Tuesday, April 30, 2013

Sacrifice and Grace

I mess up... a lot. I'm a human like everyone else and I'm far from perfect. Some days I can barely hold things together. In moments of frustration and failure, I look at my baby girl, smiling at me or sleeping peacefully and I see true perfection. She doesn't know right or wrong. She doesn't remember yesterday or have any concept of tomorrow. She is here now and she is simply and beautifully perfect. And I see grace - floods of grace, overwhelming me, more than I can comprehend. This gorgeous creation, this small miracle is mine to hold.
I do not deserve her. Some days I feel like I'm doing so much. I'm getting up early to feed her, changing her diaper twice in a row since she won't stop pooping, doing load after load of laundry. But none of these things could ever earn the responsibility I have to care for her.

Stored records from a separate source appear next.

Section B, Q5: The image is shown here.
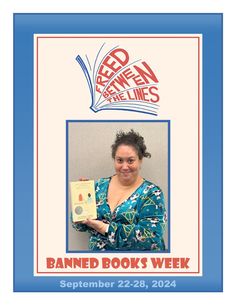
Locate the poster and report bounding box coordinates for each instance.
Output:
[14,14,222,292]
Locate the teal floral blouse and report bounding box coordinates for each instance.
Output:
[72,177,167,251]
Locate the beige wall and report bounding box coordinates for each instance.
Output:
[67,122,168,251]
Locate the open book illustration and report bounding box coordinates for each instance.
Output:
[76,43,160,115]
[70,180,97,222]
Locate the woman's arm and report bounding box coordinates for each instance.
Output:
[104,187,166,251]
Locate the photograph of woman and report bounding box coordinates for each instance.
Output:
[72,129,167,251]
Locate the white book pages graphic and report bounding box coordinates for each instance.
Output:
[76,43,160,115]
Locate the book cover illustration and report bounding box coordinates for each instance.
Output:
[76,43,160,115]
[70,180,97,222]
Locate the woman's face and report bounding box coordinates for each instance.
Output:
[115,144,142,184]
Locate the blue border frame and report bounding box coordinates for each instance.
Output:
[65,120,171,254]
[14,13,223,292]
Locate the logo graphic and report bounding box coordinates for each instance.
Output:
[76,43,160,115]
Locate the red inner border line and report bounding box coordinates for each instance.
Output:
[35,35,201,274]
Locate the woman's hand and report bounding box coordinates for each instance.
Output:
[81,219,109,235]
[79,177,89,181]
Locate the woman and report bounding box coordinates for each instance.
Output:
[72,130,166,251]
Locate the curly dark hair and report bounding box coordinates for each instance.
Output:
[111,129,151,160]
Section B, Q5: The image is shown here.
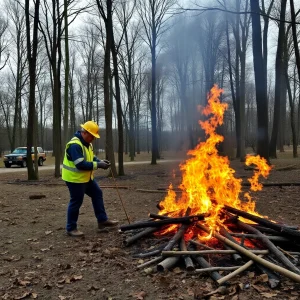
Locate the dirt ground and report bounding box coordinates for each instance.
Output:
[0,159,300,300]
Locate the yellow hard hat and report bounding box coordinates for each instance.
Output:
[80,121,100,138]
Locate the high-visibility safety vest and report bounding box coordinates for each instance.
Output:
[62,137,94,183]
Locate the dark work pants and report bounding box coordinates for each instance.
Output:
[66,180,107,231]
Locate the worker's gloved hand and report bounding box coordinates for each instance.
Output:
[103,159,110,165]
[97,160,110,170]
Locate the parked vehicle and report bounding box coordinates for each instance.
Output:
[3,147,46,168]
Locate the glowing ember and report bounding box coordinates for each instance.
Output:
[159,86,271,235]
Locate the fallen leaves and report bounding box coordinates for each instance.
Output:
[129,291,147,300]
[57,275,83,284]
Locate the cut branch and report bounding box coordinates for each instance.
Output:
[197,224,300,283]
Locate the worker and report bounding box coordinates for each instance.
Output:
[62,121,118,237]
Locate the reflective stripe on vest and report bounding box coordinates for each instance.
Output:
[62,137,94,183]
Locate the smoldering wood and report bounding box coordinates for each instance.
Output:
[157,257,180,272]
[179,238,195,272]
[136,256,164,269]
[120,214,205,231]
[123,227,158,246]
[230,232,291,242]
[163,224,189,251]
[195,266,240,273]
[220,227,243,263]
[193,256,222,281]
[149,213,169,220]
[223,205,300,240]
[220,227,280,286]
[237,221,300,274]
[161,249,269,256]
[189,240,215,250]
[197,223,300,283]
[217,255,261,285]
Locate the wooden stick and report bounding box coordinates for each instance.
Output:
[195,266,241,273]
[220,227,242,263]
[135,189,182,194]
[180,238,195,272]
[237,221,300,274]
[163,224,189,251]
[197,224,300,283]
[230,232,291,242]
[193,256,222,281]
[120,214,204,231]
[157,257,180,272]
[220,225,280,288]
[224,205,300,239]
[189,240,215,250]
[277,246,296,260]
[161,250,269,256]
[217,255,262,285]
[136,256,163,269]
[123,227,159,246]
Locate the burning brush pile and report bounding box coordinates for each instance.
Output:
[120,86,300,287]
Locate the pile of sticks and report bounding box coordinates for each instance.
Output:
[120,206,300,287]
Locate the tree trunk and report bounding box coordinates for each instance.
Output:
[250,0,269,161]
[107,28,125,176]
[25,0,40,180]
[269,0,287,158]
[64,0,70,144]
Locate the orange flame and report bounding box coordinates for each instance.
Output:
[159,85,271,231]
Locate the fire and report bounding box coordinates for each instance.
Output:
[159,85,271,231]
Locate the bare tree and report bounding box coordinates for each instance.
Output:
[269,0,287,158]
[117,0,140,161]
[6,1,28,150]
[138,0,176,164]
[250,0,269,161]
[25,0,40,180]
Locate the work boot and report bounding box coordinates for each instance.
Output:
[98,220,119,229]
[67,229,84,237]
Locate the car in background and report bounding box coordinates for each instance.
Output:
[3,147,46,168]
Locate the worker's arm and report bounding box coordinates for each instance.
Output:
[67,144,98,170]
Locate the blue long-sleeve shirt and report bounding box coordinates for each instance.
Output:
[67,131,100,170]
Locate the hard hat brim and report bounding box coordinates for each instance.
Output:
[80,124,100,139]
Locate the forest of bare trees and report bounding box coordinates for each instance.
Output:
[0,0,300,178]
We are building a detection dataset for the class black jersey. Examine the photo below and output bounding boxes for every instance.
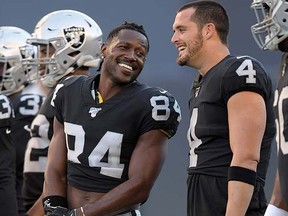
[51,76,181,192]
[22,89,54,209]
[11,88,45,216]
[0,95,18,216]
[274,54,288,203]
[187,56,276,180]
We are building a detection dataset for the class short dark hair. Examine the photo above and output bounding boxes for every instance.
[177,0,230,45]
[106,21,149,53]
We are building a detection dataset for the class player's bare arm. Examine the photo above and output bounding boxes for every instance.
[226,92,266,216]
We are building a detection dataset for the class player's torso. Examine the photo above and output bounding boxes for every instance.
[54,76,178,192]
[187,54,275,177]
[24,93,54,175]
[0,95,14,148]
[274,54,288,201]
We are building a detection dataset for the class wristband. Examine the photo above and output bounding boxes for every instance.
[42,195,67,214]
[80,206,85,216]
[228,166,257,186]
[264,204,288,216]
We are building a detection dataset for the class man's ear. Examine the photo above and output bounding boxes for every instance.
[202,23,216,39]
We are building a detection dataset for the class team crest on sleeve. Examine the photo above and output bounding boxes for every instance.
[64,26,85,48]
[194,87,200,98]
[89,107,102,118]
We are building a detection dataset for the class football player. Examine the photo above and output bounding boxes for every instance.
[0,94,18,216]
[43,22,181,216]
[171,1,276,216]
[23,10,102,216]
[251,0,288,216]
[0,26,45,216]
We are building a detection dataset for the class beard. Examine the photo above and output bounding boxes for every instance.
[176,33,203,67]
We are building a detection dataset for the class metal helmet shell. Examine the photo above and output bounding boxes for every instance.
[28,10,102,87]
[251,0,288,50]
[0,26,36,96]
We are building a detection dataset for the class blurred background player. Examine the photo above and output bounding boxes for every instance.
[23,10,102,216]
[0,26,44,216]
[251,0,288,216]
[0,94,18,216]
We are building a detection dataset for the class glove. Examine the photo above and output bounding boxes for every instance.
[47,206,77,216]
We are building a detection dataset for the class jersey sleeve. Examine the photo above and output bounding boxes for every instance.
[140,88,181,139]
[221,56,272,102]
[0,95,14,128]
[50,83,64,124]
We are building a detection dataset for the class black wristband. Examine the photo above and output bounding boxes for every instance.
[42,195,67,214]
[228,166,257,186]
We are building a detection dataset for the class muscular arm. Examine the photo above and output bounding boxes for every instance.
[43,118,67,197]
[83,130,167,216]
[226,92,266,216]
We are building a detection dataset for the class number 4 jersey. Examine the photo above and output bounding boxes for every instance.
[51,75,181,192]
[187,55,275,181]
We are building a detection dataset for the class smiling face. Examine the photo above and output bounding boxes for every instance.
[101,29,148,85]
[171,8,203,67]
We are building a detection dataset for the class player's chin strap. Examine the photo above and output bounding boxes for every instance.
[42,195,85,216]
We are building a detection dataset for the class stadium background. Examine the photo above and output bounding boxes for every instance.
[0,0,281,216]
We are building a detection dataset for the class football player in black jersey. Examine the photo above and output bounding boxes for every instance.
[251,0,288,216]
[0,94,18,216]
[23,10,102,216]
[0,26,45,216]
[43,22,181,216]
[171,1,276,216]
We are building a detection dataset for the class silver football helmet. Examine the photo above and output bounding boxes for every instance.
[24,10,102,87]
[251,0,288,50]
[0,26,36,96]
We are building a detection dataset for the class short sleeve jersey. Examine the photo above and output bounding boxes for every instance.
[51,75,181,192]
[22,92,54,208]
[0,95,18,216]
[187,55,276,181]
[274,54,288,203]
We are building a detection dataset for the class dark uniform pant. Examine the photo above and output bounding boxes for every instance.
[187,174,267,216]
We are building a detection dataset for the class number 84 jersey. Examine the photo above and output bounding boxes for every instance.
[51,75,181,192]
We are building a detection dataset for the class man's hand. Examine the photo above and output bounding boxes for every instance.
[46,206,77,216]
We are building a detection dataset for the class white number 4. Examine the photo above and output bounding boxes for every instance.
[236,59,256,83]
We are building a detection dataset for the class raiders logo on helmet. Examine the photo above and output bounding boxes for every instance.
[64,26,85,48]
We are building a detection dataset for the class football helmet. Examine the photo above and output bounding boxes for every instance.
[251,0,288,50]
[0,26,36,96]
[24,10,102,87]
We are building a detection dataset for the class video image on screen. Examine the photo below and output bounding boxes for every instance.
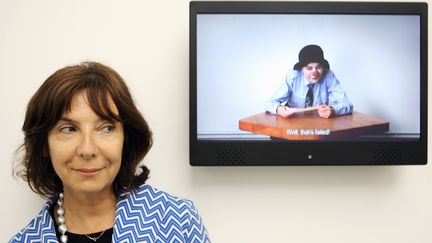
[196,13,421,142]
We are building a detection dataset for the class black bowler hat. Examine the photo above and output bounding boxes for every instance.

Nothing I do can possibly merit the picture of perfection sleeping peacefully in her swing as I write. What overwhelms me the most is that God trusted me with her. I have screwed up so many times, yet instead of having responsibilities taken away, I am given this amazing girl. She is innocent and untainted by the world and I'm supposed to raise her? How do I do that? How can I be trusted with that?
It is only grace. Grace each morning when she cracks a wide smile as I pick her up out of her crib, and grace every time she falls asleep in my arms. Grace allows me to comfort her with just a touch and it is grace that gives me each precious day with my baby. I have no other explanation - only grace, and it's a beautiful thing.